Opened 9 years ago

Closed 8 years ago

#47976 closed defect (fixed)

Snow Leopard buildbot builder is offline since May 18

Reported by: ryandesign (Ryan Carsten Schmidt) Owned by: admin@…
Priority: High Milestone:
Component: server/hosting Version:
Keywords: Cc: mojca (Mojca Miklavec), Veence (Vincent), ctreleaven (Craig Treleaven), bgilbert (Benjamin Gilbert), dliessi (Davide Liessi), danielluke (Daniel J. Luke), mkae (Marko Käning), basil.nikityuk@…, neverpanic (Clemens Lang), dbevans (David B. Evans)
Port:

Description

This was originally reported to the Mac OS Forge admin email address, but some emails between Keith and myself may be getting lost, so I want to report the issue here where we can hopefully track and resolve it successfully.


Mon May 18 02:04:51 PDT 2015: Ports build 35778 (trying to rebuild dmapd after r136473) failed with an exception because the builder went offline.

Mon May 18 16:53:38 PDT 2015: The builder has not been attempting any builds since the exception was noted. I reported this to Mac OS Forge.

Mon May 18 21:10:20 PDT 2015: Keith restarted the server, after which the builder resumed trying to do builds. Ports build 35779 failed because it could not write the portlist because the SQLite registry database was corrupted. All subsequent builds to date have failed for the same reason.

Tue May 19 09:30:46 PDT 2015: Keith responded that the server had been displaying a dialog box asking to be restarted, and that he had restarted it.


Tue May 19 17:14:44 PDT 2015: Ben Gilbert reported the problem on macports-dev.

Tue May 19 20:16:54 PDT 2015: I responded to Ben letting him know the above, Cc'ing Mac OS Forge. I wondered if the server had run out of disk space. I wondered if running a port command with sudo—such as sudo port installed—would repair the SQLite database corruption; I asked Keith to try it. I asked Keith to clarify the restart dialog box he had seen.

Thu May 21 14:53:36 PDT 2015: I reminded Mac OS Forge, forwarding my message from May 19. I added that SQLite can repair some corruption if it has write access to the database, which it would with sudo but that generating the port list happens without sudo.

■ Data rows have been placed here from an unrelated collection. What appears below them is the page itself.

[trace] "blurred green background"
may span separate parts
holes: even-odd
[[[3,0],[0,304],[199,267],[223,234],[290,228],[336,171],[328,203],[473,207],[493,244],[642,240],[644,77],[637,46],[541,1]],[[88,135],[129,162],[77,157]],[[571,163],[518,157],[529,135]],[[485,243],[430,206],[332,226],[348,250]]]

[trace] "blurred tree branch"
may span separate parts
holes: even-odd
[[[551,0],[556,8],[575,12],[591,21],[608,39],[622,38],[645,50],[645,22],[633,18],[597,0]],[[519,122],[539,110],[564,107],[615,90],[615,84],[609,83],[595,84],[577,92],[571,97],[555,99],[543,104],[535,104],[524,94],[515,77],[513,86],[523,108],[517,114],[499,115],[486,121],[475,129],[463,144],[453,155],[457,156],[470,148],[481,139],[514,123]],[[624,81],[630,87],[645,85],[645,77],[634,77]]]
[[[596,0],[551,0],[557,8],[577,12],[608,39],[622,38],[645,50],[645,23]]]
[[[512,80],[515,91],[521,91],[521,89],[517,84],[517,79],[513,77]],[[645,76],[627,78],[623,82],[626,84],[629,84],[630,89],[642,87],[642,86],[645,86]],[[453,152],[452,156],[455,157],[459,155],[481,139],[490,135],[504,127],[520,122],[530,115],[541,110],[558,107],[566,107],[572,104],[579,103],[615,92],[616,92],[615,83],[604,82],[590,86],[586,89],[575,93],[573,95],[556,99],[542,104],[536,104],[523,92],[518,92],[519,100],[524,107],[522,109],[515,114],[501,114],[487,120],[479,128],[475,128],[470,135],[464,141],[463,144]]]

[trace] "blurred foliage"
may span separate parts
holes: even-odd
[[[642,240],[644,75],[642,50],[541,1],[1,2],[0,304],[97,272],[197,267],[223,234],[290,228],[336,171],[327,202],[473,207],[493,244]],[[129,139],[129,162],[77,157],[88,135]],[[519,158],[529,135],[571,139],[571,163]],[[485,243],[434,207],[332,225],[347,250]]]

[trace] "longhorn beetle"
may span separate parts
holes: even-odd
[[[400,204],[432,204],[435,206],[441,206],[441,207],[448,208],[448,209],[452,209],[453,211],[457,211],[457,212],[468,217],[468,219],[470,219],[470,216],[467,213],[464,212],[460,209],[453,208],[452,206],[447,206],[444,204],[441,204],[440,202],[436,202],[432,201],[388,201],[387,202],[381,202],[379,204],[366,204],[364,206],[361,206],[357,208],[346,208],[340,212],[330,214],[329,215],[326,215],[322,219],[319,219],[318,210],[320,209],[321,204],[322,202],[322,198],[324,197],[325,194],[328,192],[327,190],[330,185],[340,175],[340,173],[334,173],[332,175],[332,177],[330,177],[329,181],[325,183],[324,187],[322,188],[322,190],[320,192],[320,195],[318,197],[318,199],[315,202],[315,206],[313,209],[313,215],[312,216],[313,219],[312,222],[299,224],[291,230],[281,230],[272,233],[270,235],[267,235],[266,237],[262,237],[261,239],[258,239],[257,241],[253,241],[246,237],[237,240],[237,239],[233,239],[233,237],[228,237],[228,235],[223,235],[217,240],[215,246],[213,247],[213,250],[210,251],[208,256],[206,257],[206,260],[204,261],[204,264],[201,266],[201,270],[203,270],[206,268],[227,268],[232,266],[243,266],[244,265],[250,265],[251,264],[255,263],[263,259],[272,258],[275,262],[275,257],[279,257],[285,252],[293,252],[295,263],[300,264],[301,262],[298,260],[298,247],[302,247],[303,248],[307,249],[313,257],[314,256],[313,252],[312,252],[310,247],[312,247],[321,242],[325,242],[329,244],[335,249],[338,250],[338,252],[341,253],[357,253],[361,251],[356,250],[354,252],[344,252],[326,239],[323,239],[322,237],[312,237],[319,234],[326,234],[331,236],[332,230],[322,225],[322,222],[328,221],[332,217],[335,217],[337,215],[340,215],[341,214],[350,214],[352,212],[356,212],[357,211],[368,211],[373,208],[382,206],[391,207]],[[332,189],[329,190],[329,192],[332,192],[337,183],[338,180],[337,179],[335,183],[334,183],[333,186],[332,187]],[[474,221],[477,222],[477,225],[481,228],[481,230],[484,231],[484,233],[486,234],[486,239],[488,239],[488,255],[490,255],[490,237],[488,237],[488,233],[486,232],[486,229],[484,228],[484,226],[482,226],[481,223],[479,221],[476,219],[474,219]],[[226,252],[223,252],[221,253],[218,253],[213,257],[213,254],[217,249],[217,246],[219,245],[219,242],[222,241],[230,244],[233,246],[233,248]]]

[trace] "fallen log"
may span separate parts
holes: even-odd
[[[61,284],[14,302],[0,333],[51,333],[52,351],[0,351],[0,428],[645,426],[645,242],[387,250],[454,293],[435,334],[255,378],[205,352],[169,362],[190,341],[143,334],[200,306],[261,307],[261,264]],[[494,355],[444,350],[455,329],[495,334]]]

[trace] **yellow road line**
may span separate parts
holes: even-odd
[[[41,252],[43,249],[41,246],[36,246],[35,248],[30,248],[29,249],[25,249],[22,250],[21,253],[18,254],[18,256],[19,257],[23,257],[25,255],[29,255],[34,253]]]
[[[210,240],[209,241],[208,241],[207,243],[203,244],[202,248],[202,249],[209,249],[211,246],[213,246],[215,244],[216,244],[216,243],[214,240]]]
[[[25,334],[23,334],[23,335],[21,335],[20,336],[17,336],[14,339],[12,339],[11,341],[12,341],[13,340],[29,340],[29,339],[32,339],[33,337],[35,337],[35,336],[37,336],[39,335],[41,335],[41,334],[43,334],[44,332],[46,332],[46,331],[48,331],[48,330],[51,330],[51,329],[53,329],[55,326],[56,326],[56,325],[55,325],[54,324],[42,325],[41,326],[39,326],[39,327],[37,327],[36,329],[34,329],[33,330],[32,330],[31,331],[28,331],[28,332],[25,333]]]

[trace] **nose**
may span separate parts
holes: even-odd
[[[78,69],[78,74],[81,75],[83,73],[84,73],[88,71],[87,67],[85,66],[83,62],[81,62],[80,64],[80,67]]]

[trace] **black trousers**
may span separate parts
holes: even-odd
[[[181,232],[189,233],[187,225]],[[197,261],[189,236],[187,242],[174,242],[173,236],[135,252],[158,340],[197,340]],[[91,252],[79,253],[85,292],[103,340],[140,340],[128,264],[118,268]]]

Sat May 23 13:32:55 PDT 2015: Dave Evans reported the problem on macports-dev.

Sat May 23 15:58:24 PDT 2015: I reminded Mac OS Forge, forwarding my message from May 21.


Wed May 27 23:03:22 PDT 2015: I reminded Mac OS Forge in a new email.

Thu May 28 13:56:04 PDT 2015: Keith asked if there was still a problem after restarting the server.

Thu May 28 14:31:28 PDT 2015: I said yes, a problem still exists, forwarding my message from May 23.


At this time I still want to know:

  • What was the nature of the dialog box the server was displaying about needing a restart? Was it a kernel panic or some other situation?
  • Did the server run out of disk space? If so, can we get 5-10GB additional disk space?
  • Does running sudo port installed fix the problem? If not, we need to come up with another solution.
  • Were my forwarded and Cc'd emails to Mac OS Forge perhaps not delivered, or discarded by a spam filter? If so, can we fix this so that communication to Mac OS Forge can occur unimpeded?

Thanks.

Change History (37)

comment:1 Changed 9 years ago by mojca (Mojca Miklavec)

Cc: mojca@… added

Cc Me!

comment:2 Changed 9 years ago by ctreleaven (Craig Treleaven)

Cc: ctreleaven@… added

Cc Me!

comment:3 Changed 9 years ago by bgilbert (Benjamin Gilbert)

Cc: bgilbert@… added

Cc Me!

comment:4 Changed 9 years ago by dliessi (Davide Liessi)

Cc: davide.liessi@… added

Cc Me!

comment:5 Changed 9 years ago by ryandesign (Ryan Carsten Schmidt)

Keith, could you please let us know your status regarding this issue? Thanks.

comment:6 Changed 9 years ago by Veence (Vincent)

Now, everything seems to be completely stuck.

comment:7 Changed 9 years ago by ryandesign (Ryan Carsten Schmidt)

Cc: vince@… added

Vince: that's an unrelated issue that needs to be addressed separately; see #48025.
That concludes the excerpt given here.